The economic side is that when the bank loans money in a fractional reserve system, rather than a one hundred percent reserve system, the money supply increases without an increase in prior savings. There are no new real resources freed for productive investment. Eventually reality reveals the problem, as prices start to rise in consumer goods, forcing resources back from more time consuming investments. These investments never were funded with real savings, only fiduciary monetary expansion. This is what caused the several depressions of the late nineteenth century.

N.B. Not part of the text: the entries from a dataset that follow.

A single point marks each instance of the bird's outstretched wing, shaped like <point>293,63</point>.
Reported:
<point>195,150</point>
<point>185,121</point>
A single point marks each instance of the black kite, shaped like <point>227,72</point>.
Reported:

But research has shown that these depressions were not nearly as onerous as those of the twentieth and now twenty-first centuries, because the underlying reserves themselves--gold and silver--could not be inflated. This provided a limit to the expansion. Furthermore, in the absence of a central bank as lender of last resort in the U.S., banks were wary of the ever-feared bank run, whereby bank depositors descended upon a bank en-mass demanding redemption of their deposits in gold. This fear limited credit expansion. But first the advent of the central bank in 1913, our Federal Reserve Bank, and the gradual demise of gold as reserves have meant a steady increase in bank credit expansion. Now the reserves themselves may be expanded by the Fed to infinite amounts. That is one source of the credit expansion. Then the fractional reserve banking system adds a second source of expansion.For example, if reserves are 1 monetary unit (m.u.) and the reserve requirement is 100%, then the money supply is 1 m.u. Next let's assume that we are under a gold standard and the banks are required to keep only 10% reserves. Now the money supply can be inflated to 10 m.u.'s. But, if reserves are not gold and the Fed inflates them to 2 m.u.'s and the reserve requirement is 10%, the money supply can be inflated to 20 m.u.'s. So, under a gold standard with fractional reserve banking, the reserves themselves cannot be inflated, which limits the extent of money inflation. But when reserves themselves are nothing more than blips on a computer screen, the money supply can be inflated to infinite amounts. This is the worst of all monetary worlds, because there now is no institutional check on monetary expansion. The Fed has created new reserves in massive quantities since the subprime lending bust of 2008--over a trillion dollars in new reserves! Under our fractional reserve system, the banks are able to expand credit to many times this already huge amount. This will lead to more not less malinvestment, because none of this credit expansion will have been financed by prior savings.

So, governments and central banks are doing everything in their power to create another unsustainable bubble. Central banks have intervened to keep interest rates close to zero (!), and governments are engaged in successive bouts of profligate spending that they characterize under the pompous title of "quantitative easing". It cannot last, and it will not last.